Transparency is fundamental if there is to be a step change in the way data is harvested, shared, sold and used. That is a point well made by the ICO’s report, especially in relation to political campaigns: people may not mind being targeted by political parties or causes but they want to know who is behind the messages they receive. Increasingly, internet users are conscious of the way they can be tracked, profiled and selected by advertisers, marketeers and political campaigners. In this climate it seems inevitable that the ICO will have more cases to deal with (whether it is sufficiently resourced to handle a significant uplift in its work is another matter).

But can the data genie be stuffed back in the bottle at this stage of the game? The truth is, modern society is now so indebted to, and reliant on, data analytics that we would barely function without its benefits.
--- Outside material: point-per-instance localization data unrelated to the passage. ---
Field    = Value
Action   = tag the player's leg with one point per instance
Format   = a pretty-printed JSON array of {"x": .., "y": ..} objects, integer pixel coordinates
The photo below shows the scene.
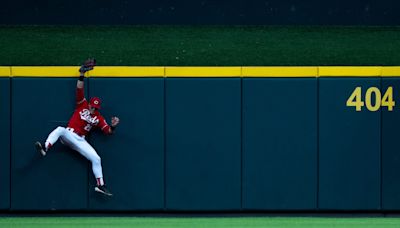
[
  {"x": 50, "y": 141},
  {"x": 84, "y": 148}
]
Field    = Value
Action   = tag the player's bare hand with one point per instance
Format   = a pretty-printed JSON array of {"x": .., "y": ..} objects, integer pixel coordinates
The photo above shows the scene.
[{"x": 114, "y": 121}]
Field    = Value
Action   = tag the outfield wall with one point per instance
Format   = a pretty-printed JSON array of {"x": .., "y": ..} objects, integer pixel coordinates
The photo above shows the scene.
[{"x": 207, "y": 139}]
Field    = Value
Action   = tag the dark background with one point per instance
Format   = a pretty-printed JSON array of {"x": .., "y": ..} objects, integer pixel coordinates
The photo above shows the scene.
[{"x": 201, "y": 12}]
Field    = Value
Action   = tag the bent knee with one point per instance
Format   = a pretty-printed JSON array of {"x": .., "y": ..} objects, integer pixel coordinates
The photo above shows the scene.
[{"x": 96, "y": 159}]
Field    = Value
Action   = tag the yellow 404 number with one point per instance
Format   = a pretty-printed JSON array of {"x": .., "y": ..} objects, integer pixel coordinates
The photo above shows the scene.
[{"x": 355, "y": 99}]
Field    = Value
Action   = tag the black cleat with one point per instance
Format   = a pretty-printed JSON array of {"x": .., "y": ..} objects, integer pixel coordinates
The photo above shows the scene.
[
  {"x": 40, "y": 149},
  {"x": 103, "y": 190}
]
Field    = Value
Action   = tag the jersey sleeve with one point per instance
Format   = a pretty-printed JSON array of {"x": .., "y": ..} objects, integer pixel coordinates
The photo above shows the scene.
[
  {"x": 80, "y": 96},
  {"x": 103, "y": 125}
]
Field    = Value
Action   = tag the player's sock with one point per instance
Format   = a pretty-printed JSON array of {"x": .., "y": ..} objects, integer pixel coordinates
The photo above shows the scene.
[
  {"x": 100, "y": 181},
  {"x": 47, "y": 146}
]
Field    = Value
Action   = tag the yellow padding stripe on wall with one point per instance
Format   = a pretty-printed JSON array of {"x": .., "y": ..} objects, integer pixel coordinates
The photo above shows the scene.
[
  {"x": 32, "y": 71},
  {"x": 350, "y": 71},
  {"x": 5, "y": 71},
  {"x": 169, "y": 71},
  {"x": 390, "y": 71},
  {"x": 127, "y": 72}
]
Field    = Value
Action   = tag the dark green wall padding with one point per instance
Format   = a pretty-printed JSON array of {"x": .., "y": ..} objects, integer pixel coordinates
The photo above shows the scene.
[
  {"x": 349, "y": 148},
  {"x": 279, "y": 144},
  {"x": 5, "y": 142}
]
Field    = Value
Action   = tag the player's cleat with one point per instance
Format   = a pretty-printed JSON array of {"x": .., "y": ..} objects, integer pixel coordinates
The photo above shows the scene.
[
  {"x": 40, "y": 149},
  {"x": 103, "y": 190}
]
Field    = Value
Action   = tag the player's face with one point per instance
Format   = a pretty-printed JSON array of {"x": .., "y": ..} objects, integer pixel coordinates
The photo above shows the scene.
[{"x": 91, "y": 109}]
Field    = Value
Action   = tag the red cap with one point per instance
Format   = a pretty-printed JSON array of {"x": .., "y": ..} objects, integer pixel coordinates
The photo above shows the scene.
[{"x": 95, "y": 102}]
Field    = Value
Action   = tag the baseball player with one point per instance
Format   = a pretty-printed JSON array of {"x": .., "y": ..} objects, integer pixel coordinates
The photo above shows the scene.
[{"x": 85, "y": 117}]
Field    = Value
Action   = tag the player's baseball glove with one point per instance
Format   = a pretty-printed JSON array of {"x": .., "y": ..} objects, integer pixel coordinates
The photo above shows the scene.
[{"x": 89, "y": 64}]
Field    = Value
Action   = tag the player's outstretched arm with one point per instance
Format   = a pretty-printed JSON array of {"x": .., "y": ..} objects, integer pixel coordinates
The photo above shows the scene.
[
  {"x": 108, "y": 129},
  {"x": 88, "y": 65}
]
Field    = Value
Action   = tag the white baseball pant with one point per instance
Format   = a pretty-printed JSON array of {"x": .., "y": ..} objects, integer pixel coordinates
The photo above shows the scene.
[{"x": 74, "y": 141}]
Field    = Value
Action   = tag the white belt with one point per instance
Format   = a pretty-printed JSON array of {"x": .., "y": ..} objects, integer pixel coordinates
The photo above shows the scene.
[{"x": 73, "y": 130}]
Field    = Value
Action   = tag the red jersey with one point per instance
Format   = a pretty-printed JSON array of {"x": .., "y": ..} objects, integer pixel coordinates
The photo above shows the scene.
[{"x": 82, "y": 121}]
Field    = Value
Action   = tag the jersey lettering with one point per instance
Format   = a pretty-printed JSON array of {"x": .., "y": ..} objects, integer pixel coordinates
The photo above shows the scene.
[{"x": 85, "y": 115}]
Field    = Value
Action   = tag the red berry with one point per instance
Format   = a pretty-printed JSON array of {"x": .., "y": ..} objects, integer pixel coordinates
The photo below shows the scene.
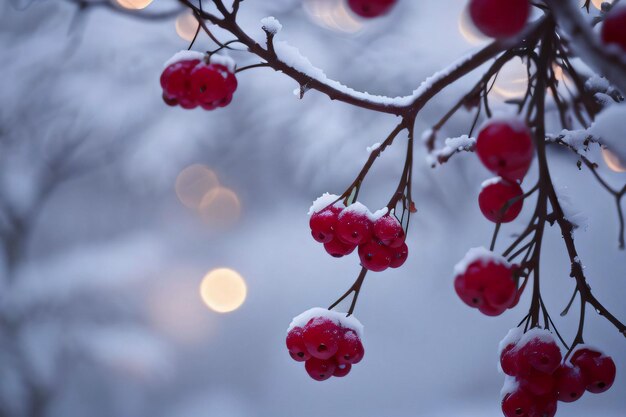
[
  {"x": 321, "y": 337},
  {"x": 320, "y": 369},
  {"x": 388, "y": 230},
  {"x": 323, "y": 224},
  {"x": 614, "y": 28},
  {"x": 537, "y": 383},
  {"x": 354, "y": 226},
  {"x": 506, "y": 148},
  {"x": 518, "y": 404},
  {"x": 337, "y": 248},
  {"x": 399, "y": 256},
  {"x": 499, "y": 18},
  {"x": 375, "y": 256},
  {"x": 542, "y": 354},
  {"x": 599, "y": 370},
  {"x": 342, "y": 370},
  {"x": 371, "y": 8},
  {"x": 350, "y": 349},
  {"x": 501, "y": 201},
  {"x": 570, "y": 383},
  {"x": 295, "y": 345}
]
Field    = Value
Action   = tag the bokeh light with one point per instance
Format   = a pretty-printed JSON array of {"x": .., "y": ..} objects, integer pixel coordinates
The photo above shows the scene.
[
  {"x": 223, "y": 290},
  {"x": 194, "y": 183},
  {"x": 220, "y": 207},
  {"x": 512, "y": 80},
  {"x": 186, "y": 26},
  {"x": 134, "y": 4},
  {"x": 333, "y": 15},
  {"x": 613, "y": 161},
  {"x": 468, "y": 30}
]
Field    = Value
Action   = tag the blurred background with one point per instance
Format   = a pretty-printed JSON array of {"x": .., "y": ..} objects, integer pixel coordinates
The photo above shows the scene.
[{"x": 153, "y": 257}]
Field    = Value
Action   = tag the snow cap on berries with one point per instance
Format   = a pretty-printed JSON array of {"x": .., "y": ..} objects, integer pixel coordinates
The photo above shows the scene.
[
  {"x": 478, "y": 254},
  {"x": 337, "y": 317},
  {"x": 324, "y": 201}
]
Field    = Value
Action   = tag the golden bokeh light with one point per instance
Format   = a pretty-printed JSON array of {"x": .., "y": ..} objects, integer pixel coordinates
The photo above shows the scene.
[
  {"x": 333, "y": 15},
  {"x": 186, "y": 26},
  {"x": 220, "y": 207},
  {"x": 512, "y": 81},
  {"x": 613, "y": 161},
  {"x": 134, "y": 4},
  {"x": 469, "y": 31},
  {"x": 194, "y": 183},
  {"x": 223, "y": 290}
]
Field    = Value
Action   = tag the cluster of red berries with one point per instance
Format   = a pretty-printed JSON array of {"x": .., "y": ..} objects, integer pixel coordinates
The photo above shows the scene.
[
  {"x": 499, "y": 18},
  {"x": 505, "y": 148},
  {"x": 379, "y": 236},
  {"x": 371, "y": 8},
  {"x": 328, "y": 342},
  {"x": 537, "y": 379},
  {"x": 486, "y": 281},
  {"x": 193, "y": 79},
  {"x": 614, "y": 27}
]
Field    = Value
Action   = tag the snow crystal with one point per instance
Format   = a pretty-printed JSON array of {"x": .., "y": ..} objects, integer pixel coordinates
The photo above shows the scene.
[
  {"x": 452, "y": 145},
  {"x": 271, "y": 25},
  {"x": 609, "y": 128},
  {"x": 490, "y": 181},
  {"x": 184, "y": 55},
  {"x": 324, "y": 201},
  {"x": 477, "y": 254},
  {"x": 337, "y": 317},
  {"x": 374, "y": 147}
]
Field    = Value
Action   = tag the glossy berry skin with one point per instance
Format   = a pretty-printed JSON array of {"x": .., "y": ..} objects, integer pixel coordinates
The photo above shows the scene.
[
  {"x": 518, "y": 404},
  {"x": 499, "y": 18},
  {"x": 493, "y": 200},
  {"x": 295, "y": 345},
  {"x": 323, "y": 224},
  {"x": 354, "y": 227},
  {"x": 375, "y": 256},
  {"x": 320, "y": 369},
  {"x": 570, "y": 383},
  {"x": 599, "y": 370},
  {"x": 543, "y": 355},
  {"x": 389, "y": 231},
  {"x": 337, "y": 249},
  {"x": 506, "y": 149},
  {"x": 614, "y": 28},
  {"x": 350, "y": 349},
  {"x": 399, "y": 256},
  {"x": 321, "y": 337},
  {"x": 371, "y": 8},
  {"x": 342, "y": 370}
]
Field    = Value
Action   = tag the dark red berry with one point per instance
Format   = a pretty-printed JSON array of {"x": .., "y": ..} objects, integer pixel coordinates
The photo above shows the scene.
[
  {"x": 399, "y": 256},
  {"x": 337, "y": 248},
  {"x": 342, "y": 370},
  {"x": 375, "y": 256},
  {"x": 354, "y": 226},
  {"x": 506, "y": 148},
  {"x": 499, "y": 18},
  {"x": 501, "y": 201},
  {"x": 570, "y": 383},
  {"x": 614, "y": 28},
  {"x": 350, "y": 349},
  {"x": 323, "y": 224},
  {"x": 321, "y": 337},
  {"x": 295, "y": 345},
  {"x": 371, "y": 8},
  {"x": 320, "y": 369},
  {"x": 543, "y": 354},
  {"x": 388, "y": 229},
  {"x": 518, "y": 404}
]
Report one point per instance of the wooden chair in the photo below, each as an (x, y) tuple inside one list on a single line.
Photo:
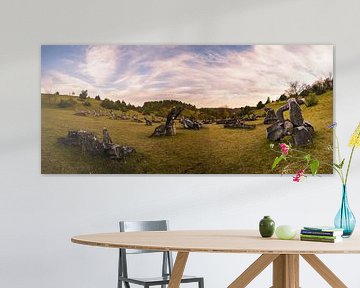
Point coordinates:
[(167, 263)]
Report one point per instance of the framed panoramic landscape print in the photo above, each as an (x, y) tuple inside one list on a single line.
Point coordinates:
[(184, 109)]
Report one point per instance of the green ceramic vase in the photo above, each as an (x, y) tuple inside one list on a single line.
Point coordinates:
[(266, 227)]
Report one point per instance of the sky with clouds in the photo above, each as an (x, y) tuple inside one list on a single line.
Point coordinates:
[(203, 75)]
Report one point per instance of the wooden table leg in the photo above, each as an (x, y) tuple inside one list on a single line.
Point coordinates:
[(324, 271), (286, 271), (253, 270), (178, 269)]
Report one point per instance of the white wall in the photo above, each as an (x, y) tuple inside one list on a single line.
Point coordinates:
[(39, 214)]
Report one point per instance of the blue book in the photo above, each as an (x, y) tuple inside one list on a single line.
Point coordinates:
[(322, 231)]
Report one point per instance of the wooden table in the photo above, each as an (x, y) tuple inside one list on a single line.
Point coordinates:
[(284, 254)]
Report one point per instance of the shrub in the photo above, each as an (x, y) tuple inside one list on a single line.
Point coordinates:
[(83, 94), (283, 97), (66, 103), (87, 103), (311, 100)]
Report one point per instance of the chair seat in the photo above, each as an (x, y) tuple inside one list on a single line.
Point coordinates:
[(158, 280)]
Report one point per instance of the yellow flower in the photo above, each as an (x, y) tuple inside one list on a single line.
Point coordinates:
[(355, 138)]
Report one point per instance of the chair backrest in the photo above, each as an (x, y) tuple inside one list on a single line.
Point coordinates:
[(138, 226)]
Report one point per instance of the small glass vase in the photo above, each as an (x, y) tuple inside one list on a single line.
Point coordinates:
[(345, 219)]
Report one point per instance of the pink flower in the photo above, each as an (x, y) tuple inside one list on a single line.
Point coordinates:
[(299, 175), (284, 148)]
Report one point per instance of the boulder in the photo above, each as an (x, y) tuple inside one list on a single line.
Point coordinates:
[(302, 136), (270, 116), (295, 113)]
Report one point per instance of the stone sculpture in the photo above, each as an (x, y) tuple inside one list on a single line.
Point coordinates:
[(300, 130)]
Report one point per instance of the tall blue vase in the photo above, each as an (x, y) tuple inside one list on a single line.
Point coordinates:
[(345, 219)]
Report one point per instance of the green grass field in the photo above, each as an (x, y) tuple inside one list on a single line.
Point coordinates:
[(212, 150)]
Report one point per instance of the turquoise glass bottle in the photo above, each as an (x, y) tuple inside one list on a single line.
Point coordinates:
[(345, 219), (266, 227)]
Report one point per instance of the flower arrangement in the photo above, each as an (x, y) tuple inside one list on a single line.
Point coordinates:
[(310, 163)]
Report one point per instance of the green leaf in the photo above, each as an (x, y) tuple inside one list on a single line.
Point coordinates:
[(314, 166), (277, 161)]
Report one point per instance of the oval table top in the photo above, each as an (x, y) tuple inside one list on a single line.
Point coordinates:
[(217, 241)]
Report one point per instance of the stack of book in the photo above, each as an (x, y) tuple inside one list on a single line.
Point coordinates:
[(321, 234)]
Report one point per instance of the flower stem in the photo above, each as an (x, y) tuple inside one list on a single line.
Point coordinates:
[(352, 152)]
We work online, we socialise online, we bank and shop online, we consume news and entertainment online and we seek out information that we believe will interest us there. All of those things are made easier by the way our data footprint allows us each to create an online ecosystem in which the constituent parts of our web lives are inextricably linked with one another.

What’s more, data has become utterly fundamental to the commercial success of the firms which dominate the internet. New data protection regulations (and increased penalties for breaches) may encourage improved safeguards, but such is the value of our personal information that boundaries will inevitably be pushed. And there are plenty of shadowy operators who will remain out of the reach of the ICO, or authorities elsewhere. The danger posed by hackers is another issue altogether.

The Cambridge Analytica affair and Facebook’s fine will have heightened the public’s awareness of how integral data is to the globalised world. But the only way to ensure beyond doubt that personal data cannot be abused is to not share it with any third party who will store it digitally: and that, in 2018, is more or less impossible.